Project management tools they can combine the advantages of in-person and digital communication. Your office won’t have to hold as many meetings, giving employees the time they need to focus on the actual work. With project management apps, the overview of an initiative is visible to everyone involved. So are the individual milestones that need to be completed, as well as all related documents and data.

Team members can use built-in messaging and chat features to clear up any confusion points and keep activities moving.

With the messaging and chat features, there is less chance that employees will forget to ask their questions. Too often, some workers are drowned in meetings or topics are derailed. Project management tools enable one-time discussions without wasting the energy and time of the entire team.

Automate instead of multitasking

Employees are increasingly tempted to engage in multitasking. It is more common for a single role to understand the responsibilities of three or four positions. Workers also face interruptions, last minute requests, and competing requests on their time. Yet most people aren’t good at multitasking – the human brain simply isn’t set up for it.

Multitasking causes psychological and emotional stress, leads to mistakes and results in up to aa 40% loss in productivity. Switching from one activity to another can also prevent workers from thinking at full capacity. It can make their work less enjoyable and meaningful, prompting some employees to question their roles and future with the organization.

At the same time, companies are under pressure to achieve good financial results while keeping profits high and costs low. Hiring additional staff is not always feasible. If this is the case with your organization, let automation come to your rescue.

By automating repetitive or routine tasks, you can help your employees achieve more. Start by analyzing what’s on your plate and that of your team members. Break down each responsibility by activity, identifying which ones overlap, take more time, and / or involve repetition.

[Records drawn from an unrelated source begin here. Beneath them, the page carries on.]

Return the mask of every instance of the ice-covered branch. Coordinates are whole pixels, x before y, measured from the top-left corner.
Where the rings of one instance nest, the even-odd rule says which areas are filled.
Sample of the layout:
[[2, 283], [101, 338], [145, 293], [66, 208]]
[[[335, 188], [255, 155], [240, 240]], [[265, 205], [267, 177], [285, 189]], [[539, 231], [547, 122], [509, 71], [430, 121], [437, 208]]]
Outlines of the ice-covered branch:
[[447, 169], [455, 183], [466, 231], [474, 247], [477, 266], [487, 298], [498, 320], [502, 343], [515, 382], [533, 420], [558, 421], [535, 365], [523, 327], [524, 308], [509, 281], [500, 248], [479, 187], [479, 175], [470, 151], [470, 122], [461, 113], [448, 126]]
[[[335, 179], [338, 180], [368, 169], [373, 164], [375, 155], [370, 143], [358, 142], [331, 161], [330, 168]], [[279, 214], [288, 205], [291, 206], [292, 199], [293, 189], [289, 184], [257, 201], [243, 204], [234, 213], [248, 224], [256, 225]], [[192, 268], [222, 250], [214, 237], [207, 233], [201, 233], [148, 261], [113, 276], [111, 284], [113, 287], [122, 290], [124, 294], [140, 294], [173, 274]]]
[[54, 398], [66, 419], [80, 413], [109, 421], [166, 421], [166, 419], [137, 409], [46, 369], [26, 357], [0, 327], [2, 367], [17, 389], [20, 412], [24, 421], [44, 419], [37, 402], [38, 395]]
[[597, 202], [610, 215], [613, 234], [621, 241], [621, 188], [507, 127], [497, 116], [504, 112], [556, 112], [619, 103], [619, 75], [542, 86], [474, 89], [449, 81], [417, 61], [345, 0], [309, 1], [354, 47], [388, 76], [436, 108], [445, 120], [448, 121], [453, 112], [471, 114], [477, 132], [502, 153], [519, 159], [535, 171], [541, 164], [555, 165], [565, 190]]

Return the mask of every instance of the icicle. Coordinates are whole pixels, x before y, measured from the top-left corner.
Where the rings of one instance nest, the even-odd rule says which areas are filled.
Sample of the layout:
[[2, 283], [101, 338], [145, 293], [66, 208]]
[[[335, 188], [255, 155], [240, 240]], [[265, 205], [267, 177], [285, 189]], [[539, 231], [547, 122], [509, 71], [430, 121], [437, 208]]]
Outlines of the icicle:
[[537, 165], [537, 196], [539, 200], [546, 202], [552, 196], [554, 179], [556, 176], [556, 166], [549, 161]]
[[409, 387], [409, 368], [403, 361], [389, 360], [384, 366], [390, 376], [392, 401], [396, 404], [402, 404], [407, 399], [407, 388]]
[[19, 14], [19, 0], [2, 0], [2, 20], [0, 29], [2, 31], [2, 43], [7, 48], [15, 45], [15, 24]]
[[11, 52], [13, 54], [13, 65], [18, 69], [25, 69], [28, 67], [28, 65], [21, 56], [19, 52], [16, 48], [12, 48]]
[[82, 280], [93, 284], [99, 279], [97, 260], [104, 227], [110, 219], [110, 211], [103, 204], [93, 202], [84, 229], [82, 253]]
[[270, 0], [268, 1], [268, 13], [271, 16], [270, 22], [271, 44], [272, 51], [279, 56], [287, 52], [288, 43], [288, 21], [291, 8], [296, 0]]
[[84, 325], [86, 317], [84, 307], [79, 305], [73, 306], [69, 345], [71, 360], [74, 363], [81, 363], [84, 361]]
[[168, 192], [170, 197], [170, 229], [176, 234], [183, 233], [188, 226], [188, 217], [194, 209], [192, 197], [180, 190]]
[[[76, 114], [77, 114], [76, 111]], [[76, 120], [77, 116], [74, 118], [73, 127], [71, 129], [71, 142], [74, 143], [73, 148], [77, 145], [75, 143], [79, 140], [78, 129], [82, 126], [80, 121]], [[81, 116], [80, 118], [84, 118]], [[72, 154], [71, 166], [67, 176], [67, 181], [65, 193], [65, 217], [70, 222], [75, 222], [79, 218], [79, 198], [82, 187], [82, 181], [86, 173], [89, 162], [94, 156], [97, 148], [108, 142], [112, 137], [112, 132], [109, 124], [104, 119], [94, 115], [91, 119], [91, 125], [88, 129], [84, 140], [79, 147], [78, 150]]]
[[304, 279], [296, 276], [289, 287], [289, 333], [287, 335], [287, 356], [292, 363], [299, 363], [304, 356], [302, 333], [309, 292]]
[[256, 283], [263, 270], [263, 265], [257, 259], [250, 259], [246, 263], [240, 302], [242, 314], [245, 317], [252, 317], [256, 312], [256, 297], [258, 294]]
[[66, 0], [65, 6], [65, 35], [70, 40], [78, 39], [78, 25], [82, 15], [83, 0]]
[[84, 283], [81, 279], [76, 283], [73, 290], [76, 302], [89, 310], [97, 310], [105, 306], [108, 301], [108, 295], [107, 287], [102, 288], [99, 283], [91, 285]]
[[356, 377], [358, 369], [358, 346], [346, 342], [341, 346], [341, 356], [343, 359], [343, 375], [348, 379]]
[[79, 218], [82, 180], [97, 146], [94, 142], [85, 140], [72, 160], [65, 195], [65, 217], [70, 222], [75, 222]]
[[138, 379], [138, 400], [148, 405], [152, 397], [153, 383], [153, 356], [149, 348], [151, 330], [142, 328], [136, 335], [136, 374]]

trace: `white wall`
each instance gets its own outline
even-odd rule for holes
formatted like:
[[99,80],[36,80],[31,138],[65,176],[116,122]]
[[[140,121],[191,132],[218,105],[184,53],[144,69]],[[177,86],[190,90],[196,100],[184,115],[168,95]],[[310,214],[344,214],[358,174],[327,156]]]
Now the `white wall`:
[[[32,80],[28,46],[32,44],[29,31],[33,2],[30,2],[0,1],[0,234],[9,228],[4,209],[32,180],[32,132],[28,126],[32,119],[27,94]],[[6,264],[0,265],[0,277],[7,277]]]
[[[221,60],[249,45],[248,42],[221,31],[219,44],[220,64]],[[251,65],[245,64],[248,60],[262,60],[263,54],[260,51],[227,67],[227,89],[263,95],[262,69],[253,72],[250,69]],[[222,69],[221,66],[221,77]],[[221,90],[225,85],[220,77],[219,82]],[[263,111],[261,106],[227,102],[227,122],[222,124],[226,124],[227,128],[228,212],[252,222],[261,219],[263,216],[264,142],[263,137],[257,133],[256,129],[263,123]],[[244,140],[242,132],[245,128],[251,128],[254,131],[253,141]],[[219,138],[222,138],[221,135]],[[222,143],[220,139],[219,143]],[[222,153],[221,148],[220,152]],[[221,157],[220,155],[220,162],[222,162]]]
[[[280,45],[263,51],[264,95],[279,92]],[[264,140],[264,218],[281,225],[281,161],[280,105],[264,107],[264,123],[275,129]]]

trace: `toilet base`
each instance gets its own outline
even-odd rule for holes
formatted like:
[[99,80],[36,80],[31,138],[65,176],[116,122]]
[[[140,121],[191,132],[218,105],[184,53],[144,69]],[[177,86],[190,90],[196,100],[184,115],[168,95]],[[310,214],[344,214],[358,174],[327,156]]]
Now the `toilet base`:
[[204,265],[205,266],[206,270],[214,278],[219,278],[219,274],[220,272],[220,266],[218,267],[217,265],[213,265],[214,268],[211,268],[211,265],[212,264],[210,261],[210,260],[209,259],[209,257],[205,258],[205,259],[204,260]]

This process identifies workflows that software applications can automate. Instead of asking sales reps to send follow-up emails to prospects, create a workflow based on a standard email template.

A CRM app will generate a confirmation email when a prospect completes an online form or contacts customer service. As your business needs change, you can customize and modify the template. For example, some templates might include the name of the sales representative and the next steps.

Workflow management and automation software have the potential to streamline multiple internal and external processes. You can automate social media posts, data transfers between applications, and employee notifications. Customizations within the automation software also allow you to create workflows by role and responsibility.

Conclusion

After a year or more of working from home, returning to the office is not an easy process for everyone. There are aspects of in-person work environments that simply make it difficult for some workers to readjust. Over-reliance on meetings, simultaneous interruptions, noisy distractions, and social requests can discourage concentration and productivity.

Staying focused while back in the office is a lot easier with the right tools and reinforcements. Reliable and adaptive Wi-Fi, project management software, and automation apps are three ways to help your employees make the transition.

With these support measures in place, team members can begin to achieve the levels of efficiency your business needs.